Does X-Japan make "significant art?" It's a term that's impossible to define, but you all know exactly what I mean when I say it. I don't think there's a yes/no answer to that question though; I think to "get" a band like this necessitates a massive rethinking of how you evaluate art vs. entertainment and what can be precisely defined as "important" in an artistic piece. I'd say that X-Japan falls into a similar aesthetic or philosophically conceptual category as Emmure, Enmity, or Dark Funeral, as absurd as those comparisons sound at first glance. In every one of those cases (including X-Japan,) you could accuse each band of making what amounts to musical candy; giving those who are merely obsessed with the respective style itself a cheap thrill via a stripped down, overdriven version of its parent style. And truthfully, I'd be hard-pressed to disagree with such an assessment.

But I think there's value to such artists- a legitimate, artistic one. They cleanse and clarify their styles, cause discussion in their scenes, and force listeners to reexamine exactly what they're listening to such music for. Like Cephalotripsy's luscious embrace of the most primitive slam tropes, Lil B's ludicrous and only semi-conscious examination of hip-hop, or even Lady Gaga's conscious, unashamed regurgitation of pop music's greatest moments, bands like the aforementioned force us to think about the music we listen to- not just the music itself, but what it means and why we listen to it. And any artist that can do that is I think one worth the time of listeners.

6 comments:

  1. Fantastic, fantastic post. I love the visual kei movement and adore bands like Versailles. While I've heard a bit of X-Japan, I'll admit I haven't checked them out thoroughly enough. I think your post will finally make me do it in full.

    ReplyDelete
  2. This honestly reminds me more of Ram it Down era Judas Priest more than anything else. It seems like something worth checking out for sure.

    ReplyDelete
  3. I want that mockingbird with the hearts on it.

    ReplyDelete
  4. LOL, never expect x japan in trial by ordeal's post!

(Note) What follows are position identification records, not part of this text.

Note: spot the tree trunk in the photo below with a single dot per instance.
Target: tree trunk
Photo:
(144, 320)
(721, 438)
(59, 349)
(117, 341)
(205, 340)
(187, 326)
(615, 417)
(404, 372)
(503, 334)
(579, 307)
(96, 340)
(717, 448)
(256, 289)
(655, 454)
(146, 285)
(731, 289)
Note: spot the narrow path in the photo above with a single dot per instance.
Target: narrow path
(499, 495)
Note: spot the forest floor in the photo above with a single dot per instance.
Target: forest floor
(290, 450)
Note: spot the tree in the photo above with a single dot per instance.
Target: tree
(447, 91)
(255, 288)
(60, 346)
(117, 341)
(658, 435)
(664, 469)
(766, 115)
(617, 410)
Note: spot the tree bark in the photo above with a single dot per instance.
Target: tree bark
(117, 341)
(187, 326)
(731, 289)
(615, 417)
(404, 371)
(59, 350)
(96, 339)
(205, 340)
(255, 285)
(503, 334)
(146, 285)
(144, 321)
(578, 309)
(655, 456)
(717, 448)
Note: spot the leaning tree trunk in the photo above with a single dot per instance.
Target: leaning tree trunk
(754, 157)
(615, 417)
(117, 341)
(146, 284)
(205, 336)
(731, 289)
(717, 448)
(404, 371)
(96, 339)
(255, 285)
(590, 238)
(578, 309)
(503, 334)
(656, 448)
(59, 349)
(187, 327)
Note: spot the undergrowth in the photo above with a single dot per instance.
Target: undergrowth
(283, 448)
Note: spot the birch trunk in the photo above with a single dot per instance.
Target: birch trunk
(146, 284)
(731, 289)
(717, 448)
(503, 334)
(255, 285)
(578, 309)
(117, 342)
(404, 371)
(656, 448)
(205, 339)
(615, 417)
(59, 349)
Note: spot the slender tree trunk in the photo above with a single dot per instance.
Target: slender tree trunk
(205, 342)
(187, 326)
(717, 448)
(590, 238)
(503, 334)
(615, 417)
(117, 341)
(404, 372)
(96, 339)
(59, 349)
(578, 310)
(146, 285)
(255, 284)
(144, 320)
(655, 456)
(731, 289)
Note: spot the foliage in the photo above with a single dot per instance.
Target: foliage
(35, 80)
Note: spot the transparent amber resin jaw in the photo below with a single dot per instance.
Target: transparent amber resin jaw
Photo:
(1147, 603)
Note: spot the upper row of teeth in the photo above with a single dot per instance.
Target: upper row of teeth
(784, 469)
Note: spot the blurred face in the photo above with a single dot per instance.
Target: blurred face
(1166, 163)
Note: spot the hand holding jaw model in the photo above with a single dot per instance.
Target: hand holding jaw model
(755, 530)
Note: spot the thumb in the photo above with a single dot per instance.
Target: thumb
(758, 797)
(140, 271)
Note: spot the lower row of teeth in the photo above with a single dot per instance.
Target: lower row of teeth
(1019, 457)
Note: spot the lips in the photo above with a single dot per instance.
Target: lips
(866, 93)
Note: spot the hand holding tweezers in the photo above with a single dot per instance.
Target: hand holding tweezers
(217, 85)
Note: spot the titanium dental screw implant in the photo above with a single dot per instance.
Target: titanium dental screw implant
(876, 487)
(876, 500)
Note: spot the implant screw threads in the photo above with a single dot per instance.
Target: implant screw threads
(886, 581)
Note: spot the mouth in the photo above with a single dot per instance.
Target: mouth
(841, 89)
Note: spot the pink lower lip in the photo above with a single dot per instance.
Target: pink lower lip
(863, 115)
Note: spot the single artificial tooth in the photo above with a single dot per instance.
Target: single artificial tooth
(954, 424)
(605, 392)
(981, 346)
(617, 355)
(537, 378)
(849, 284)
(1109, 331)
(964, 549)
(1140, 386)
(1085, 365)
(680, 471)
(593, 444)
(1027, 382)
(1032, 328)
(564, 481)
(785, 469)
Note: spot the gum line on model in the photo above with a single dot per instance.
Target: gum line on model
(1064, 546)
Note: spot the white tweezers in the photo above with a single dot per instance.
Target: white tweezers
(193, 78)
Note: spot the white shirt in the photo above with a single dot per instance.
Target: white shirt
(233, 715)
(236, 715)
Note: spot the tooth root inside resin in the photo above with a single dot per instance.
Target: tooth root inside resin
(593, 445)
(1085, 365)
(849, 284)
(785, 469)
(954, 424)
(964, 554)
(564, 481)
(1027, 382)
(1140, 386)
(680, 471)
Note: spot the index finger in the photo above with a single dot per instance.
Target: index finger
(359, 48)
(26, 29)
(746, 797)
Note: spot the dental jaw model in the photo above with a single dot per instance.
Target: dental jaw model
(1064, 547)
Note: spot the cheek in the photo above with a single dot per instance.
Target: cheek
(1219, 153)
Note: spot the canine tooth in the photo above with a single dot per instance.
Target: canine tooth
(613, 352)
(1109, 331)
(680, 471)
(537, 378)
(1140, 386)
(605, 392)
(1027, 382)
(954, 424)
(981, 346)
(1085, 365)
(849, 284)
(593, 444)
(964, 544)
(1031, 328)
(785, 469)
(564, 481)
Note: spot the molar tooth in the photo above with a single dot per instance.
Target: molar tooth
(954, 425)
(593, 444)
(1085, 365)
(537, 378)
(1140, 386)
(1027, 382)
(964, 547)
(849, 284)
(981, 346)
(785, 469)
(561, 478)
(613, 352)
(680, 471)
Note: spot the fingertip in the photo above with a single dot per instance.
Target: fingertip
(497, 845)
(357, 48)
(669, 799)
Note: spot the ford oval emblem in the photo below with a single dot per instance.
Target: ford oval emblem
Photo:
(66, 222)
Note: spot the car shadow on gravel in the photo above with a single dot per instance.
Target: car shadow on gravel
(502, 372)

    X Japan is the first metal musician i listened to. try Dir en grey's Uroboros, its wild!

    ReplyDelete
  5. while i get a little bit more sketched out on other visual kei metal bands, x-japan is one that everyone can agree on. i mean, i basically only listen to last days of humanity and i still love x-japan.

    ReplyDelete
  6. I think what I like about X Japan is that when they're at the best, they pretty much just sound like someone took the emotional climax of a speed metal ballad (like Heathen's "Open the Grave," but maybe even going farther back in history to "Hallowed Be Thy Name" or even "Bohemian Rhapsody") and made the emotional essence of that moment into a whole album. The slam death and Enmity comparison is very apt.